In Defense of Science Fiction

You ever caught yourself explaining the conceit of a piece of science fiction and, halfway through, realize how stupid it sounds? No matter how cool it is, it just sounds silly on its way out of your mouth?

Compare these two ideas:

• A group of kids make a movie and wind up learning about life and moving on in this coming of age film.

• A mysterious alien appears in small-town Ohio giving a group of kids the adventure of a lifetime.

The former sounds like a movie that’ll become this award winning, tearjerking, instant classic. The other one sounds more like a popcorn flick with little value beyond entertainment. Thing is; they’re the same movie: Super 8. It is a film about a group of kids making a movie, and they do go on an adventure, and they do learn about life and moving on and letting go and all. And yeah, there’s an alien too, but the alien is a plot device. The alien provides an external catalyst that creates the tensions of the story. Without it, Super 8 wouldn’t have worked the way it did.

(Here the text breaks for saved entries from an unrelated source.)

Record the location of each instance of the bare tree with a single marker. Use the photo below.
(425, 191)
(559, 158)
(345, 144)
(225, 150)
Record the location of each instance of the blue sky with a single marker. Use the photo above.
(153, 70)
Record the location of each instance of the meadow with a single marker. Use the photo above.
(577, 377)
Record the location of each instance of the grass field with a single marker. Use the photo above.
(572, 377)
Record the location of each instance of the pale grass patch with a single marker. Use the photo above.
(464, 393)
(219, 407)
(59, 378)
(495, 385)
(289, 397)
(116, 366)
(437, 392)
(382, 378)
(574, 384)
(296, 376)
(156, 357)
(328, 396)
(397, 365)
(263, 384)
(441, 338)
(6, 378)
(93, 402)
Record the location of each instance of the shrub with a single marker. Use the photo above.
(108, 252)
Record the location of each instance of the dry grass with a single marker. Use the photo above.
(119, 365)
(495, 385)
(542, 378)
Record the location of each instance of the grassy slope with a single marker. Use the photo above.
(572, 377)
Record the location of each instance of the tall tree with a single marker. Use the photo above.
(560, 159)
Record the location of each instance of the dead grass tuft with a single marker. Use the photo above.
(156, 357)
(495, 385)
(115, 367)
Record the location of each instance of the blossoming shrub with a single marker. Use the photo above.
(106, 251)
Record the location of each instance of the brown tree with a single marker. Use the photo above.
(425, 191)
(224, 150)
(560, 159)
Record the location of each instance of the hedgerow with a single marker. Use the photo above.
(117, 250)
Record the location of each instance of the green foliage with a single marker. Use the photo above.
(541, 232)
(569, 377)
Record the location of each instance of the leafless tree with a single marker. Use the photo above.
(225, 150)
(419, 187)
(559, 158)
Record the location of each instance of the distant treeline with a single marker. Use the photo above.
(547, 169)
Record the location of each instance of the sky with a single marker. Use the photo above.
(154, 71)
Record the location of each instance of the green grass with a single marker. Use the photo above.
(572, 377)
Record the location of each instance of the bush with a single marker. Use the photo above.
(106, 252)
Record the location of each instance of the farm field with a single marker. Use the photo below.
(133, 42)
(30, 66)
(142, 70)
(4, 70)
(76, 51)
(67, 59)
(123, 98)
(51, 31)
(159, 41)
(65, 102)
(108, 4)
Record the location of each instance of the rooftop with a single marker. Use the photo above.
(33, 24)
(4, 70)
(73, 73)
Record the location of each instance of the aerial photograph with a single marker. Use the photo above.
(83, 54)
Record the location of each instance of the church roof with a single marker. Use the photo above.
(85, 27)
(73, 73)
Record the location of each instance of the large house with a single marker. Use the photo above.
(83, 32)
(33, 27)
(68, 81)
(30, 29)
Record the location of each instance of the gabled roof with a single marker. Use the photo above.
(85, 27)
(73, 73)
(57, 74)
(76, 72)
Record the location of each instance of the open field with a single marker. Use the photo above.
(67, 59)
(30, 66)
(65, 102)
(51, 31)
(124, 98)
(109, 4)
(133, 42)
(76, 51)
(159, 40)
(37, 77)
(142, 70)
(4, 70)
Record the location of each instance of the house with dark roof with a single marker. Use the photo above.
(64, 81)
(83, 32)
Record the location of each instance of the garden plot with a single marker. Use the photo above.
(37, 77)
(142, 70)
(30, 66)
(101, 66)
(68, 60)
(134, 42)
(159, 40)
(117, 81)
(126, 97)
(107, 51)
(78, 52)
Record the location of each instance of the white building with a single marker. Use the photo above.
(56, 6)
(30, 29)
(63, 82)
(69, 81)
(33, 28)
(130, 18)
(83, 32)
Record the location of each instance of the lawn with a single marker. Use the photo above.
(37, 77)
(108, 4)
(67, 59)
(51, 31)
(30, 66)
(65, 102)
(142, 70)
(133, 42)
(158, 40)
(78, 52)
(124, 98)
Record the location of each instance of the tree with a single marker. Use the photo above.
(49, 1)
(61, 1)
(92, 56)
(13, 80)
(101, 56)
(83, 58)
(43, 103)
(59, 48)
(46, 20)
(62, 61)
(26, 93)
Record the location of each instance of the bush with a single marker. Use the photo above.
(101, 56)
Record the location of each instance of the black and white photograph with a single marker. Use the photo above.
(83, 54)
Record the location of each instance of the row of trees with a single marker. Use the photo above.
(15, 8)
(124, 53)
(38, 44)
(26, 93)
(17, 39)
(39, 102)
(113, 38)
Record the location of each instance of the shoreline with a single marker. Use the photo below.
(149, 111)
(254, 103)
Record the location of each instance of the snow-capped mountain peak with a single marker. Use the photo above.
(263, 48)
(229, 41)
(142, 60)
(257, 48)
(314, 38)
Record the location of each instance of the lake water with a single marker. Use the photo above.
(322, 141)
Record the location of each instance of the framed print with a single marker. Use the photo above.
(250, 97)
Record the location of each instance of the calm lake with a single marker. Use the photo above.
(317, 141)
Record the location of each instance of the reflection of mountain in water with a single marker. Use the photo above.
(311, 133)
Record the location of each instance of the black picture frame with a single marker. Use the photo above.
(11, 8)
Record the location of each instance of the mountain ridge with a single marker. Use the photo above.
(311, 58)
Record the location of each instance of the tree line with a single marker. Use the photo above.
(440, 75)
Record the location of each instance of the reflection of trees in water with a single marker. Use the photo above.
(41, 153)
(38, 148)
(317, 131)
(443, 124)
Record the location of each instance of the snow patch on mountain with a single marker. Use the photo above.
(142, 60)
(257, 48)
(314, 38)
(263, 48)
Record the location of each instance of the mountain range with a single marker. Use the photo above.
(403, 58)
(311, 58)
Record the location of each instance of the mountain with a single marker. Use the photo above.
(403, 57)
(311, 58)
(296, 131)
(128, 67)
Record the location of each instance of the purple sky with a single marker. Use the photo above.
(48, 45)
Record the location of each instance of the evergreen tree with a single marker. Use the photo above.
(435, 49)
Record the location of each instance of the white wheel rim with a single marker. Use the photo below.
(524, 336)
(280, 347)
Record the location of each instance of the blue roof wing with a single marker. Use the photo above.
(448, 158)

Not only that, but the alien in Super 8 essentially serves as the manifestation of one of the main themes of the film: understanding. The creature is an empath, able to feel emotions and see it through their eyes. Joe, the protagonist, has been unable to let go of his dead mother. It’s in the alien that he finds a sort of understanding and comes to terms with it and is, at last, able to let go and move on. We get a clear embodiment of the theme that doesn’t feel forced. It simply wouldn’t work in ‘normal’ fiction. The whole chain of events also has Joe develop from a pushover to the guy who’s doing his best to save the girl.

Further more, the effects of the alien’s arrival causes the two fathers in the story to step up and be dads. Their animosity (due to one being the cause of the death of the other’s wife) is put aside when they have to go after their kids.

Would it have been workable without an alien or other science fiction tropes? Possibly. Thing is, a different catalyst like a military invasion or even a serial killer would lend the movie unnecessary weight and implications. The alien allows the movie to focus in on the topics of forgiveness and letting go, without being bogged down by other themes.

One of the many races in the universe of Mass Effect are the quarians. They’re a nomadic race that, a long time ago, created a ‘race’ of AI machines called the geth. The geth rebelled against the creators, forcing the quarians to be the nomads they are. They’re based in massive ships, sending their young adults out on pilgrimages to find things useful for their Migrant Fleet. Furthermore, they wear full bodysuits due to having an exceptionally weak immune system.

Right, I know, it sounds kinda silly. Wandering aliens in spacesuits because of weak immune systems and all that.

But it creates such a wonderful way to look at issues. The quarians are ostracized from the galactic society as a whole due to their faceless nature and that most of the ones seen are only trying to find something to benefit their fleet. The Mass Effect games explores this idea as well as the idea of being excluded from your own race with the quarian character of Tali’Zorah. She’s a wanderer from a wandering people; a young woman who wants not only to do right by her people but right by the galaxy as well. In her we have a tension born of ostracism from both others and home.

Even if it’s subconscious, it makes us think about the idea of belonging and loyalties, of understanding and racism. Due to it’s scifi setting, Mass Effect doesn’t make it overt with words like “Jew” or “African-American” or anything like that; instead we’re giving an almost parableian look at the idea. Normal fiction would run the risk of sounding preachy or patronizing; in Mass Effect it comes with the setting.

Science fiction has been described as a way to run social commentary or satirize situations, something it does very well. The setting is also capable of providing catalysts for fantastic character driven stories (or adventures as the case may be). It’s such a shame that so often the very idea of science fiction gets ridiculed due to the simple fact that it is not reality.

There are some stories that can only be really told with a gap from reality; to say that the themes or points of these stories are somehow less due to them being ‘unrealistic’ is, simply put, unfair.

And c’mon: science fiction has friggin’ spaceships!